トンガ噴火で食料危機の真相。お米やマグロにも影響大
トンガ噴火による津波は、日本でも漁港や養殖場などで多くの被害をもたらした。噴火直後からSNSなどでは「平成のコメ騒動の再来」を懸念する声が上がったが、果たして影響はあるのか。真相を追った!
1月15日の午後1時ごろ(日本時間)、南太平洋のトンガ諸島の海底火山が大噴火した。広島原爆の500倍ともいわれる衝撃は、約8000㎞離れた日本をはじめ、南米にまで津波となって到達した。

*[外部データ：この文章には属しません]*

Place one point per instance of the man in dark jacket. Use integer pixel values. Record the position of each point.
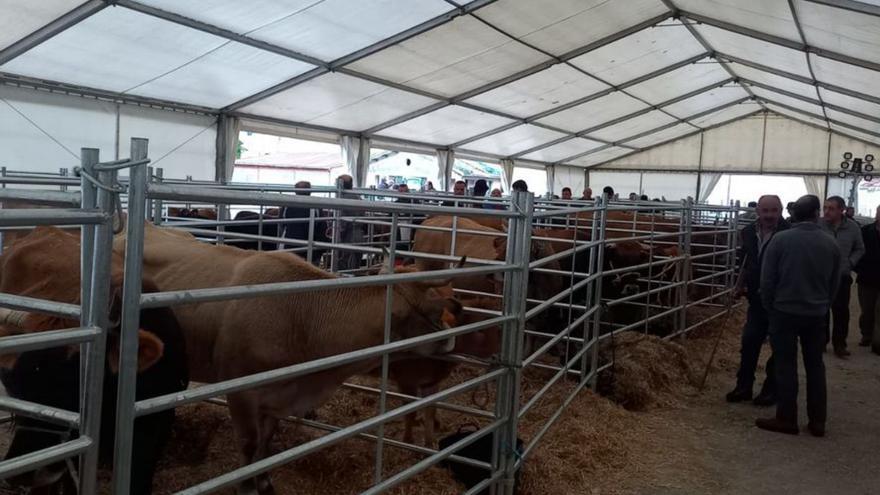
(755, 238)
(849, 239)
(799, 277)
(868, 280)
(300, 230)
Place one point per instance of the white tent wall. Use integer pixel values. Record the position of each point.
(681, 154)
(181, 144)
(536, 178)
(794, 147)
(572, 177)
(623, 183)
(762, 144)
(43, 132)
(670, 186)
(734, 147)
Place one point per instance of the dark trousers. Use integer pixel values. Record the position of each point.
(785, 329)
(754, 335)
(868, 299)
(840, 315)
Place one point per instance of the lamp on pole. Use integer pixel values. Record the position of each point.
(856, 169)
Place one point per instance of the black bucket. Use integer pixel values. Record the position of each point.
(480, 450)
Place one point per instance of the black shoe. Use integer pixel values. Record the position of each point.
(765, 399)
(739, 395)
(777, 425)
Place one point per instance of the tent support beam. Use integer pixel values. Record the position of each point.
(657, 129)
(830, 121)
(705, 44)
(49, 30)
(803, 36)
(685, 136)
(460, 99)
(381, 139)
(851, 5)
(534, 118)
(362, 53)
(776, 40)
(585, 133)
(99, 94)
(220, 32)
(800, 79)
(811, 101)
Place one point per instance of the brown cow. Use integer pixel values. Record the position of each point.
(241, 337)
(46, 264)
(541, 286)
(422, 377)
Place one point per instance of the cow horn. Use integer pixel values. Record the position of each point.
(386, 266)
(442, 281)
(12, 317)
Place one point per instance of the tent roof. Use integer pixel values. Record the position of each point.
(575, 82)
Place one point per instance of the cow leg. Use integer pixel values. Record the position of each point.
(246, 423)
(268, 427)
(429, 417)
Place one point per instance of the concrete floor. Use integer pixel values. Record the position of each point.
(714, 447)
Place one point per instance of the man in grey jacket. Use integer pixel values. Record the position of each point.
(799, 277)
(849, 239)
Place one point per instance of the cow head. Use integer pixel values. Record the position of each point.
(541, 286)
(415, 312)
(12, 322)
(625, 284)
(51, 377)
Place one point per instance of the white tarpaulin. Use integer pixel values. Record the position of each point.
(562, 82)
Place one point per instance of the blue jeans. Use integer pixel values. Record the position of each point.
(753, 337)
(785, 330)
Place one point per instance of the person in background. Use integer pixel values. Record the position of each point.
(848, 236)
(480, 188)
(751, 215)
(588, 195)
(349, 232)
(566, 193)
(868, 280)
(300, 230)
(458, 189)
(491, 205)
(404, 234)
(799, 277)
(608, 192)
(753, 241)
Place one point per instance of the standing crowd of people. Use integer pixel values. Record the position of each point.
(796, 275)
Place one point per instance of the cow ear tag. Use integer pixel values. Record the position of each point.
(150, 349)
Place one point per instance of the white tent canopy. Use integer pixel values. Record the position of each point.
(564, 82)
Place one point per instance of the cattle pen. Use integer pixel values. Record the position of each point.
(550, 288)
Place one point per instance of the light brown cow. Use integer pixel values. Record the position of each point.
(422, 377)
(241, 337)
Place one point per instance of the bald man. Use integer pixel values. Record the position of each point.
(755, 238)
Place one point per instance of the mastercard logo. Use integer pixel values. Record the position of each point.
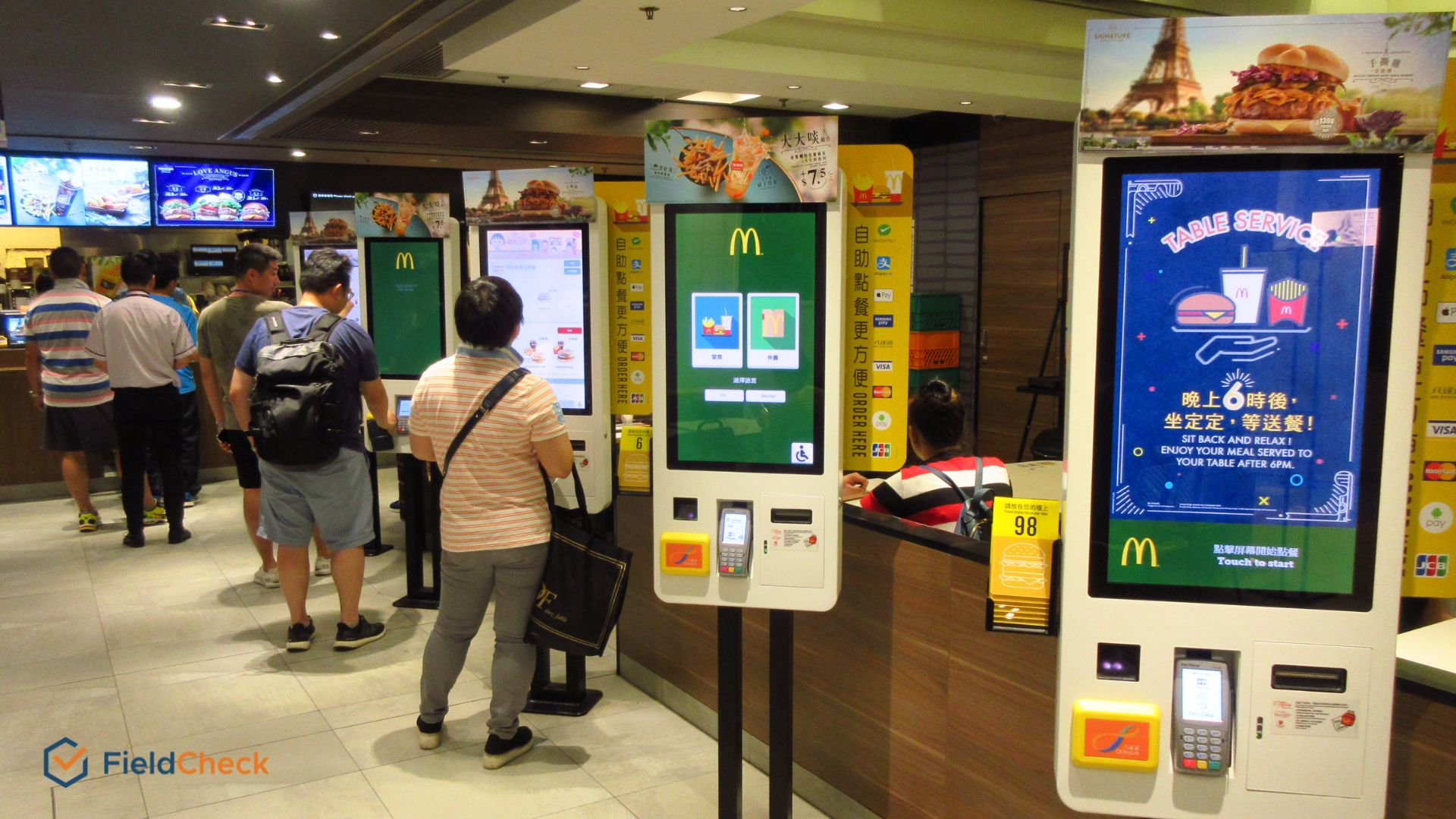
(1440, 471)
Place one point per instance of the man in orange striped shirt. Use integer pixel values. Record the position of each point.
(494, 523)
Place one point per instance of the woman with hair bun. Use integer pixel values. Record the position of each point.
(937, 431)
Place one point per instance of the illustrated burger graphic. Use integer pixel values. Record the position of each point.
(1288, 89)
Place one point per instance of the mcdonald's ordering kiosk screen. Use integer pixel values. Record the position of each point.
(746, 356)
(1241, 378)
(405, 303)
(548, 267)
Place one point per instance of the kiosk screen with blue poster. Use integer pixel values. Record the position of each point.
(745, 341)
(1241, 378)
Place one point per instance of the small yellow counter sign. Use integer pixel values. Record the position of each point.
(1024, 534)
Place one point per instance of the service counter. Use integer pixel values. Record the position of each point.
(906, 704)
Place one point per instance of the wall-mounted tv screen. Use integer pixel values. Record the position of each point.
(215, 196)
(72, 191)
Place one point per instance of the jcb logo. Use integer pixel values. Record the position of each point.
(740, 241)
(1138, 550)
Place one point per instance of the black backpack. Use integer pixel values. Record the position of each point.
(296, 403)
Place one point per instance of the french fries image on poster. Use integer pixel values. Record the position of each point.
(774, 343)
(717, 330)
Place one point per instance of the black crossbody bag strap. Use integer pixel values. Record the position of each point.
(491, 400)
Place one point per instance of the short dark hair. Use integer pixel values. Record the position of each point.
(139, 267)
(325, 270)
(66, 262)
(487, 312)
(255, 257)
(168, 273)
(938, 416)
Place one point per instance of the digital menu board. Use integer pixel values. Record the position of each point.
(746, 316)
(548, 267)
(204, 196)
(1241, 378)
(55, 191)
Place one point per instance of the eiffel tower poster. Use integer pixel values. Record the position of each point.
(1166, 83)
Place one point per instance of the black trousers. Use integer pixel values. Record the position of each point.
(147, 419)
(187, 431)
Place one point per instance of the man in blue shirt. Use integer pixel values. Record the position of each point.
(164, 290)
(335, 496)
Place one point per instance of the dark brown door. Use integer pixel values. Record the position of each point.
(1021, 268)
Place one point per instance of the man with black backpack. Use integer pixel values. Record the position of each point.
(296, 391)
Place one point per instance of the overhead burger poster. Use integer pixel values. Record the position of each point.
(1363, 82)
(533, 194)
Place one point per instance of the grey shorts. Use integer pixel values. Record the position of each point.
(79, 428)
(334, 496)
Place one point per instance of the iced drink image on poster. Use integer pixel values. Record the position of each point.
(1241, 404)
(745, 360)
(548, 268)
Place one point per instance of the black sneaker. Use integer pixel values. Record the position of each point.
(300, 635)
(501, 751)
(363, 632)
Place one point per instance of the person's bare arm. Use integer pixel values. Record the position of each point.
(555, 455)
(239, 394)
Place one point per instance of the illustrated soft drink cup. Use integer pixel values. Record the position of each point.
(1245, 289)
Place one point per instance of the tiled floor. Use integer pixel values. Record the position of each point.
(175, 649)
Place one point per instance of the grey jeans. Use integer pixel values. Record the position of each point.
(466, 583)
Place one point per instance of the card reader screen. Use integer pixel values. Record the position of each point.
(736, 529)
(1201, 695)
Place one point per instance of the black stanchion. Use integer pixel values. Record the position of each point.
(570, 698)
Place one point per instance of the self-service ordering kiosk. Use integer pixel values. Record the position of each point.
(746, 463)
(560, 268)
(1244, 343)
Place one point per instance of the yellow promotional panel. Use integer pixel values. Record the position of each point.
(635, 460)
(631, 302)
(1429, 534)
(1122, 736)
(878, 262)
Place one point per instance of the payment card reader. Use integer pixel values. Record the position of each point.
(1203, 717)
(734, 541)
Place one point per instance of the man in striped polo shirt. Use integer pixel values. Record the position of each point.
(64, 381)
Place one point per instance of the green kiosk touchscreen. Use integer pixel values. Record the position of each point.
(746, 322)
(405, 303)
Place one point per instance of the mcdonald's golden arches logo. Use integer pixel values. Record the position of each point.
(740, 240)
(1138, 554)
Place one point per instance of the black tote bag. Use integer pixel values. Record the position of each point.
(584, 585)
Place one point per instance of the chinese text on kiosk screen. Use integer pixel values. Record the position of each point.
(1238, 376)
(1201, 695)
(747, 306)
(546, 268)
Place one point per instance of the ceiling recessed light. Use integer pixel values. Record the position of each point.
(235, 24)
(720, 96)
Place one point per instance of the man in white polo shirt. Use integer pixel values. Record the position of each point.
(140, 344)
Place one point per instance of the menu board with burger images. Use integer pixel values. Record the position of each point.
(1362, 82)
(69, 191)
(746, 353)
(196, 196)
(548, 267)
(1239, 411)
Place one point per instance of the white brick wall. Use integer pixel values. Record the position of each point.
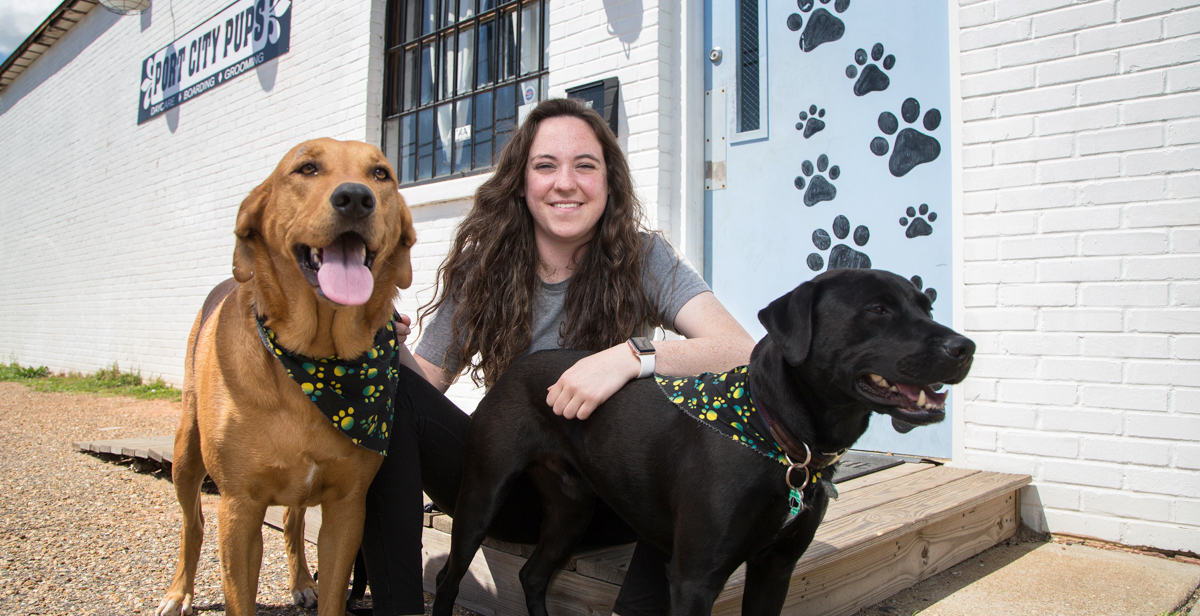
(117, 231)
(1081, 258)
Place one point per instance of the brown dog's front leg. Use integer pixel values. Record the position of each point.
(240, 534)
(337, 544)
(304, 588)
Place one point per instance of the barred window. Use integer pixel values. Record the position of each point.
(457, 72)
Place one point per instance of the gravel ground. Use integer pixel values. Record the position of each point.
(81, 534)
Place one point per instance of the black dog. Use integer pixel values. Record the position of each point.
(839, 347)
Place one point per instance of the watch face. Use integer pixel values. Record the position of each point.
(642, 345)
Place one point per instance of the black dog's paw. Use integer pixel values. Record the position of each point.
(912, 147)
(823, 27)
(841, 256)
(918, 226)
(871, 79)
(931, 293)
(810, 121)
(819, 189)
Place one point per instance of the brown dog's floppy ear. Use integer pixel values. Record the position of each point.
(250, 216)
(789, 322)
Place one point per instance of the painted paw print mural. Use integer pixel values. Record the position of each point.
(811, 121)
(823, 27)
(931, 293)
(919, 223)
(841, 256)
(817, 187)
(912, 147)
(870, 78)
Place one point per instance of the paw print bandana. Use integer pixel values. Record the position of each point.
(354, 394)
(723, 401)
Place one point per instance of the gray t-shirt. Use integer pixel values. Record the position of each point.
(669, 281)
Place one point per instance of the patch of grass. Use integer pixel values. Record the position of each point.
(108, 381)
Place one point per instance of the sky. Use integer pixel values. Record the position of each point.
(18, 18)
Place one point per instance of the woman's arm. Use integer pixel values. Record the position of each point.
(715, 342)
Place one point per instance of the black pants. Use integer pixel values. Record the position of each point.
(426, 453)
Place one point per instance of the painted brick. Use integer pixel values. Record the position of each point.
(1078, 69)
(996, 34)
(1030, 150)
(1125, 294)
(1038, 393)
(1079, 270)
(1123, 504)
(1035, 443)
(1125, 243)
(1123, 191)
(1077, 18)
(1186, 294)
(1003, 366)
(1079, 320)
(1171, 483)
(1078, 120)
(1126, 450)
(1037, 247)
(1186, 267)
(1080, 219)
(1000, 225)
(1079, 369)
(1186, 401)
(1119, 36)
(1176, 374)
(1128, 346)
(995, 82)
(1037, 101)
(1001, 320)
(1081, 473)
(1187, 456)
(989, 131)
(1075, 169)
(1039, 344)
(1036, 198)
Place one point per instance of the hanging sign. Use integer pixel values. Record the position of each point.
(240, 37)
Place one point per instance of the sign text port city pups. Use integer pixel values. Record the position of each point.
(240, 37)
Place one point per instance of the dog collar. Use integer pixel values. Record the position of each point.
(355, 395)
(723, 401)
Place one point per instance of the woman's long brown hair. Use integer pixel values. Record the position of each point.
(492, 268)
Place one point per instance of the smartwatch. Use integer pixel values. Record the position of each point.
(645, 351)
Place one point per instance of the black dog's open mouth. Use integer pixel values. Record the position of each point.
(916, 404)
(340, 270)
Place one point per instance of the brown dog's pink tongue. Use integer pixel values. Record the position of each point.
(343, 277)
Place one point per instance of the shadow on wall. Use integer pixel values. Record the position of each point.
(624, 21)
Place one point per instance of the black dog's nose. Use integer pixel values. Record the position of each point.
(960, 347)
(353, 199)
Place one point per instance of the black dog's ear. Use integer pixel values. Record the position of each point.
(789, 322)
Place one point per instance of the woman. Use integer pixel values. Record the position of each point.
(551, 256)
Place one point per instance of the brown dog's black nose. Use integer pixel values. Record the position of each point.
(353, 199)
(960, 348)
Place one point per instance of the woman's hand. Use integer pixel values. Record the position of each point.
(592, 381)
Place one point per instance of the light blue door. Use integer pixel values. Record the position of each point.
(828, 136)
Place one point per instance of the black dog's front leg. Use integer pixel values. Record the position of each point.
(769, 572)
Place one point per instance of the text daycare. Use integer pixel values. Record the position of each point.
(209, 47)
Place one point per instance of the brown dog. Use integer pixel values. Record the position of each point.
(321, 250)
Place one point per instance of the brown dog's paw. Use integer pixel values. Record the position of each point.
(305, 597)
(174, 604)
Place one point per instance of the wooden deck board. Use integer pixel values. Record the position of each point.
(887, 531)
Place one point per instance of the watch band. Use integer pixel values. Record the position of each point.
(645, 352)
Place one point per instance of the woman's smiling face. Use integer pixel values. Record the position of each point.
(567, 184)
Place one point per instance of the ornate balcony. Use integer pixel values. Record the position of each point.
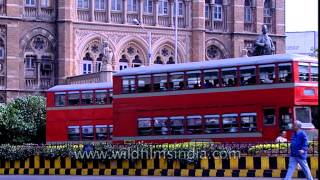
(2, 8)
(164, 21)
(30, 73)
(83, 15)
(47, 13)
(131, 17)
(148, 20)
(248, 27)
(116, 17)
(31, 84)
(208, 24)
(218, 26)
(30, 12)
(100, 16)
(46, 83)
(2, 82)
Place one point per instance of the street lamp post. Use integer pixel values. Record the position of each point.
(176, 33)
(137, 22)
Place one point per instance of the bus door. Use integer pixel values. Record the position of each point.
(286, 121)
(270, 129)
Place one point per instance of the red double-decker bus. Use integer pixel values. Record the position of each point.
(79, 112)
(238, 99)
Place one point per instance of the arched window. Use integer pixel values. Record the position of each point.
(123, 62)
(1, 49)
(99, 63)
(158, 60)
(267, 14)
(87, 64)
(218, 10)
(247, 11)
(136, 61)
(170, 61)
(213, 53)
(2, 99)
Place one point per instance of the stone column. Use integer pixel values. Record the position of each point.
(141, 12)
(212, 14)
(125, 11)
(171, 13)
(108, 11)
(65, 42)
(198, 33)
(91, 10)
(156, 12)
(38, 64)
(38, 6)
(259, 15)
(188, 14)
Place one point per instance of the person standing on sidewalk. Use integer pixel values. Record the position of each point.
(298, 155)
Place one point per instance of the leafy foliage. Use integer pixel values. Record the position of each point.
(23, 120)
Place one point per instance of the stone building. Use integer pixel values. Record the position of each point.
(43, 42)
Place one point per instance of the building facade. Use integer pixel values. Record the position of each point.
(43, 42)
(304, 42)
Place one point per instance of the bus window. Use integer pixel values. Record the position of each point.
(159, 82)
(128, 84)
(315, 116)
(101, 132)
(60, 99)
(285, 72)
(74, 133)
(87, 133)
(303, 114)
(247, 75)
(144, 83)
(110, 128)
(144, 126)
(110, 96)
(194, 78)
(177, 124)
(229, 77)
(73, 98)
(177, 80)
(211, 124)
(194, 124)
(101, 97)
(87, 97)
(160, 126)
(211, 78)
(229, 123)
(248, 122)
(269, 116)
(303, 71)
(285, 119)
(267, 74)
(314, 72)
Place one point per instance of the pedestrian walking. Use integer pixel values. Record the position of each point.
(298, 155)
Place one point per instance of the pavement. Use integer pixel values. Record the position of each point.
(52, 177)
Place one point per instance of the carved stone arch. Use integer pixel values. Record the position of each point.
(2, 98)
(140, 42)
(220, 47)
(88, 39)
(169, 42)
(131, 49)
(25, 40)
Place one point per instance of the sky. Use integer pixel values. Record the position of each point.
(301, 15)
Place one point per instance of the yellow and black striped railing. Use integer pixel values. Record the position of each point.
(248, 166)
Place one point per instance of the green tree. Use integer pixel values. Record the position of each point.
(23, 120)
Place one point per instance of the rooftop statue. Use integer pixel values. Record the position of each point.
(264, 44)
(107, 56)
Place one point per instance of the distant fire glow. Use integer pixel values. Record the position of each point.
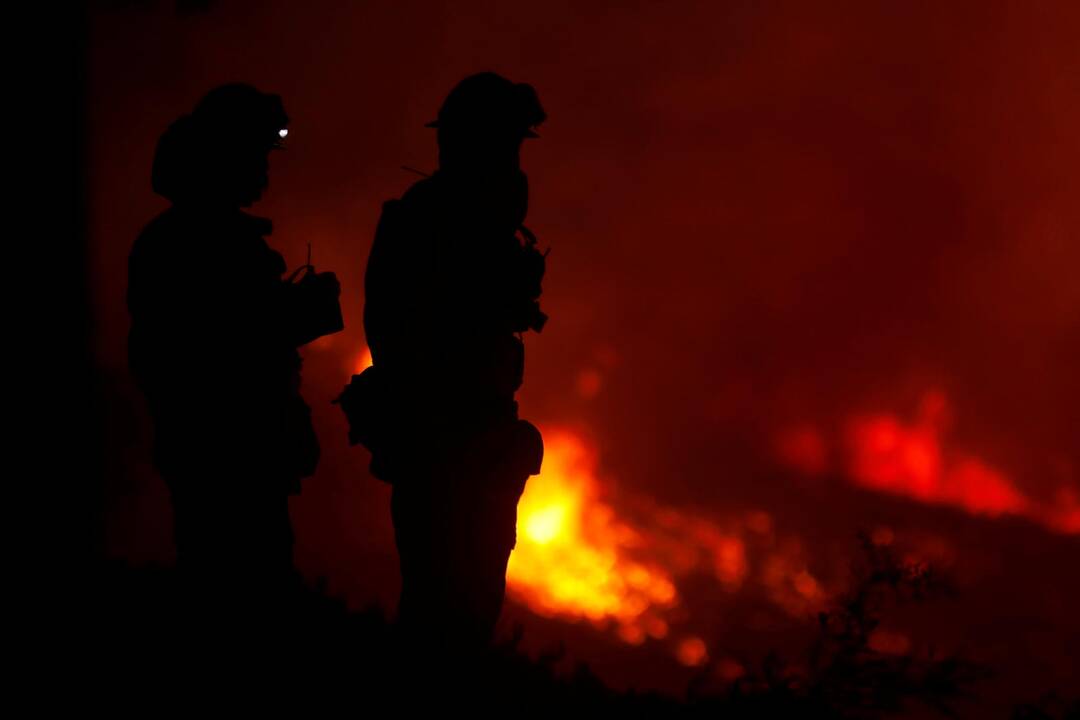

一方、トンガ噴火が世界的な食糧不足の引き金になる可能性が直後から指摘され始めた。まず、市場は即座に反応。週が明けた1月17日、東証のブルームバーグ穀物サブ指数に連動する穀物ETFは、一時7%も上昇。取引高は前週末比27倍となった。
投資家たちの念頭にあったのは、’91年のフィリピン・ピナトゥボ火山噴火だ。20世紀最大規模といわれたこの噴火は、地球全体の平均気温を0.5℃下げた。影響は’93年まで続き、7月の日本の平均気温が例年比2~3℃も押し下げられた結果、冷害によるコメの大凶作を引き起こし「平成のコメ騒動」の引き金になった。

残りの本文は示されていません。